Obama has responded with a campaign that emphasizes the limits of American power to repair the Middle East and seeks to keep U.S. forces from being drawn too deeply into chaotic quagmires. The president’s approach has provoked heavy criticism from Republicans, who are promising more bombs and tighter restrictions on Muslim refugees.

“We will carpet-bomb them into oblivion,” said Sen. Ted Cruz (Tex.), describing his plan for the Islamic State. “I don’t know if sand can glow in the dark, but we’re going to find out.”

GOP presidential front-runner Donald Trump has proposed a temporary ban on all Muslim immigrants to the United States.

Obama initially mocked the heated Republican rhetoric as fearful, weak and politically craven. “When candidates say we wouldn’t admit 3-year-old orphans — that’s political posturing,” he said in November.

A few weeks later, in a prime-time address to the nation, the president took a different course.

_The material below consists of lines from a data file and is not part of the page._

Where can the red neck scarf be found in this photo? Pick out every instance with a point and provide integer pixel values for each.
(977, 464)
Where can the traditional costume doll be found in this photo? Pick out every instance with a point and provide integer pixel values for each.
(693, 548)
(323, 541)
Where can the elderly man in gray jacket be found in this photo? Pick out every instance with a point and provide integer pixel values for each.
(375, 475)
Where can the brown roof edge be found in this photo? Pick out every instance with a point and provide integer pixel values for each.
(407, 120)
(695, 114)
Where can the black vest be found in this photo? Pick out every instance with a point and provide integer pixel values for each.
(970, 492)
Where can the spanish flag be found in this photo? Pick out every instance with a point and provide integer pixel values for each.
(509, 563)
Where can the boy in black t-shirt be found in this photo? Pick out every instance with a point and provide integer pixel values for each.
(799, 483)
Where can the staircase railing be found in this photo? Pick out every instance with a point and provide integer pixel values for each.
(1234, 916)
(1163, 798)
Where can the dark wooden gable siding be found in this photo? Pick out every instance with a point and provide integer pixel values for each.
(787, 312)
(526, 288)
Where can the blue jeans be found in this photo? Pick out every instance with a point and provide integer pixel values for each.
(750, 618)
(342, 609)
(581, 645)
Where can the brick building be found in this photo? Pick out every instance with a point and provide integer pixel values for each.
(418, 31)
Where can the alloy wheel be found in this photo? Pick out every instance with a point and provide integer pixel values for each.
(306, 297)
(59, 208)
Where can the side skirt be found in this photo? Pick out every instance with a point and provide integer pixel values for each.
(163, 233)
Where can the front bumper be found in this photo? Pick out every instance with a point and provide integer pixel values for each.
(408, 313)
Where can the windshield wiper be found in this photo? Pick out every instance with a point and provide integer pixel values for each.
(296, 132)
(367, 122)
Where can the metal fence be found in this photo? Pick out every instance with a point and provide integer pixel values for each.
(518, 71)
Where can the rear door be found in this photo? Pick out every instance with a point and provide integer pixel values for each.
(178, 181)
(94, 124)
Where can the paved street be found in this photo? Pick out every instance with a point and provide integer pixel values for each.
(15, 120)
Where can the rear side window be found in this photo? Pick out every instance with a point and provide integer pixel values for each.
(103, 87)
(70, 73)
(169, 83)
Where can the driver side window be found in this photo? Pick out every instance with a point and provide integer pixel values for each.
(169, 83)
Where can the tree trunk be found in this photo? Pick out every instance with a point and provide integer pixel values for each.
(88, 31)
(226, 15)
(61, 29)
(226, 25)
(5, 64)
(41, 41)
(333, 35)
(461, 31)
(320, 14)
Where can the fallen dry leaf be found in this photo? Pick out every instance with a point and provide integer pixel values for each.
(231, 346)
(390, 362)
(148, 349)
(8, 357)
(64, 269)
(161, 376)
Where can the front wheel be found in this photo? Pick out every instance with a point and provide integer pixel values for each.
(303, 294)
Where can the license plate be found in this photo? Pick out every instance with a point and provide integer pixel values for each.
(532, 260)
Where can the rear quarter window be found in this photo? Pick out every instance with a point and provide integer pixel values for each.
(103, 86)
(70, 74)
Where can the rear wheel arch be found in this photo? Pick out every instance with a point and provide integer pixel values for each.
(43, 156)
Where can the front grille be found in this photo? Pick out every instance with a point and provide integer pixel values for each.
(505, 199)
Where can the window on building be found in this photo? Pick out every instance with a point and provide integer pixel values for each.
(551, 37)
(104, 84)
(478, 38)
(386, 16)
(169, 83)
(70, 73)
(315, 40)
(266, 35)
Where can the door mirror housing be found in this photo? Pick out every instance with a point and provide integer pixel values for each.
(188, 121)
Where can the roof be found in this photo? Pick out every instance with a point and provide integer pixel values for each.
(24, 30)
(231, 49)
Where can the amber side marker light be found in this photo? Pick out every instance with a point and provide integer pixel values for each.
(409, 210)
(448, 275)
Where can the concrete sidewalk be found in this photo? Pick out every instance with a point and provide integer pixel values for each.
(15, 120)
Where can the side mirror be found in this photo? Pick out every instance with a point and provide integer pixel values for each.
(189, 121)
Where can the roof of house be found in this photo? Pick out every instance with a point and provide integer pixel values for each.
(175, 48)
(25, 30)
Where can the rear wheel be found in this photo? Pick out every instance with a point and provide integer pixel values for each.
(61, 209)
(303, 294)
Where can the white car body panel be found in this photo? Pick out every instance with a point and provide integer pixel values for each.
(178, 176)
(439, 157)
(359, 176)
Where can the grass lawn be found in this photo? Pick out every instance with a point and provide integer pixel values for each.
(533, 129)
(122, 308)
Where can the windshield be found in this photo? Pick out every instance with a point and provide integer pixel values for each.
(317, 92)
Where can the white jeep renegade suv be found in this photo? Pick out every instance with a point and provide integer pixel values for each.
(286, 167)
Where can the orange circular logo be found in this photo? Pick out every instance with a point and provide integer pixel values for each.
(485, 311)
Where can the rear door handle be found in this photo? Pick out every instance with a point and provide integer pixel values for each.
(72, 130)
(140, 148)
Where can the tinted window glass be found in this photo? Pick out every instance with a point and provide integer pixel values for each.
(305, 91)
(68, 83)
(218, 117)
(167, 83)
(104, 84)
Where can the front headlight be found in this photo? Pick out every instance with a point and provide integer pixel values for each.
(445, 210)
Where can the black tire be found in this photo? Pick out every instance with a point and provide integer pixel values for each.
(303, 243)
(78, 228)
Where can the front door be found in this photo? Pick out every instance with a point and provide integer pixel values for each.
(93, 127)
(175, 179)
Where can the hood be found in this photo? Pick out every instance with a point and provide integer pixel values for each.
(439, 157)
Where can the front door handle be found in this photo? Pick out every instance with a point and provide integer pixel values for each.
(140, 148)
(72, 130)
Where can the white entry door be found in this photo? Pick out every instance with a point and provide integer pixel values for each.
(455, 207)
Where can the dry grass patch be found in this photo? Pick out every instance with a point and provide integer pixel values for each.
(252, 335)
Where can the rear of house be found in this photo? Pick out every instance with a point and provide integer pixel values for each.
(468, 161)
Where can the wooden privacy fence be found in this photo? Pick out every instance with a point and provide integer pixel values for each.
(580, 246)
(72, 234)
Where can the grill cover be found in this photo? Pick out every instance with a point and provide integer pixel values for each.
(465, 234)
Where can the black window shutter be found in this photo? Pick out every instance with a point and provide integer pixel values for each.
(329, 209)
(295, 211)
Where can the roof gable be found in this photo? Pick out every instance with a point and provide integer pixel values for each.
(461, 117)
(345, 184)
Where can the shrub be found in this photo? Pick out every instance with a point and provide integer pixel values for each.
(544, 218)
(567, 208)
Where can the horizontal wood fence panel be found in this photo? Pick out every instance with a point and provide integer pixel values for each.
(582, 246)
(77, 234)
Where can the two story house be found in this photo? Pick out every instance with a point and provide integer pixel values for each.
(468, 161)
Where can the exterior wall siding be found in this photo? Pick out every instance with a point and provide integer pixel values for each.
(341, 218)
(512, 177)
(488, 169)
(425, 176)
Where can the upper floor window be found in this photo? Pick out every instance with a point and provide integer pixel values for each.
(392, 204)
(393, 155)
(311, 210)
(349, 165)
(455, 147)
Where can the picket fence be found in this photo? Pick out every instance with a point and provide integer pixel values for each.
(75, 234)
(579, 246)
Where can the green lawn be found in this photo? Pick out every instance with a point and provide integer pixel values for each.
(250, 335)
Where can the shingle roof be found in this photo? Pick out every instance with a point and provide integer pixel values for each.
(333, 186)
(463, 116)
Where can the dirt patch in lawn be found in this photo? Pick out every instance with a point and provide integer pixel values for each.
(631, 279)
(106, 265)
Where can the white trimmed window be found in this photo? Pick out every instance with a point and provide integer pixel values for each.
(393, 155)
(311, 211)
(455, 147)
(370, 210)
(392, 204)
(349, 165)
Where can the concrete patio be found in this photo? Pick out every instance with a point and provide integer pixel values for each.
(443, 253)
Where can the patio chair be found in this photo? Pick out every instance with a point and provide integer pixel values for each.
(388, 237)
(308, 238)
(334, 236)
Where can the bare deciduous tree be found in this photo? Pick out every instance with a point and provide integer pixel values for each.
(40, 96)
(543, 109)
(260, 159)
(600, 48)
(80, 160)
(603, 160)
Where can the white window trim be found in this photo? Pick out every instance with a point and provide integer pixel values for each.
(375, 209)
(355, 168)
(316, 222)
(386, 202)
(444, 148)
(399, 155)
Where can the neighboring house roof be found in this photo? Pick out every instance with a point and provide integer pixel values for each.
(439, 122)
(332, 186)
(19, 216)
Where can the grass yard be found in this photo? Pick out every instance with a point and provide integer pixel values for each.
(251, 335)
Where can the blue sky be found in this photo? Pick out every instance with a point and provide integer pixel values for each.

“The threat from terrorism is real,” he acknowledged. “But we will overcome it. Our success won’t depend on tough talk or abandoning our values or giving in to fear.”

The State of the Union offers Obama another chance to make his case that the United States is strong and secure enough to stay the course and stick to its values.

But it also presents him a huge political opportunity to talk to the country about what kind of person should replace him. The worry among establishment Republicans is that Obama will seize upon remarks by candidates like Trump to discredit the party.

“I suspect he’ll be very tempted to paint the entire party with a broad brush as anti-immigrant, rather than seek out common ground,” said Michael Green, a former George W. Bush White House official and a senior vice president at the Center for Strategic and International Studies.

Obama faces a similar challenge on domestic issues such as gun violence, and he has sought to appeal to universal American values.

“The majority of people in this country are a lot more sensible than what you see in Washington,” Obama said at a CNN town hall meeting on the gun issue last week. He derided the capital and Congress as places where “the loudest, shrillest voices” dominate.

At the State of the Union, the president will use silence to make his case. The White House said it will leave one seat empty in the first lady’s guest box to highlight the toll of gun violence on the country.

On no issue has the country’s growing division been more shocking to the White House than on immigration. The president once hoped to find common ground with Republicans on the matter.

He gave up on Congress in late 2014, issuing an executive order that would defer the deportation of up to 5 million illegal immigrants, most of them parents of U.S. citizens and those who arrived illegally as children.

Republicans immediately denounced him as an “imperial president.” Texas and 25 other states sued to block the program, which has yet to enroll a single person as the two sides fight it out in federal court.

Since then, the immigration debate has veered sharply to the right. Trump vaulted to the top of Republican polls in June after he suggested that most Mexican immigrants are “rapists,” “drug dealers” and “killers,” and promised to deport all 11 million illegal immigrants and erect a wall to keep them out.

Obama, meanwhile, has tried to make the case that new immigrants are an essential part of the American story. In December, the president presided over a naturalization ceremony at the National Archives for immigrants from 25 countries.

“In these new Americans we see our own American stories — our parents, our grandparents, our aunts, our uncles, our cousins,” Obama said. “. . . They set out for a place that was more than just a piece of land, but an idea: America — a place where we can be a part of something bigger.”

The December address did not resonate much amid the clamor of an increasingly loud, divisive and angry presidential campaign. The State of the Union gives Obama a chance to command a much bigger audience on what aides called “the grandest stage in all of American politics.”

In the days after his speech, the president will travel deep into the Republican heartland. In Omaha and then in Baton Rouge, he plans to continue to make his case, betting that in even the reddest of states, he will find people who are willing to listen.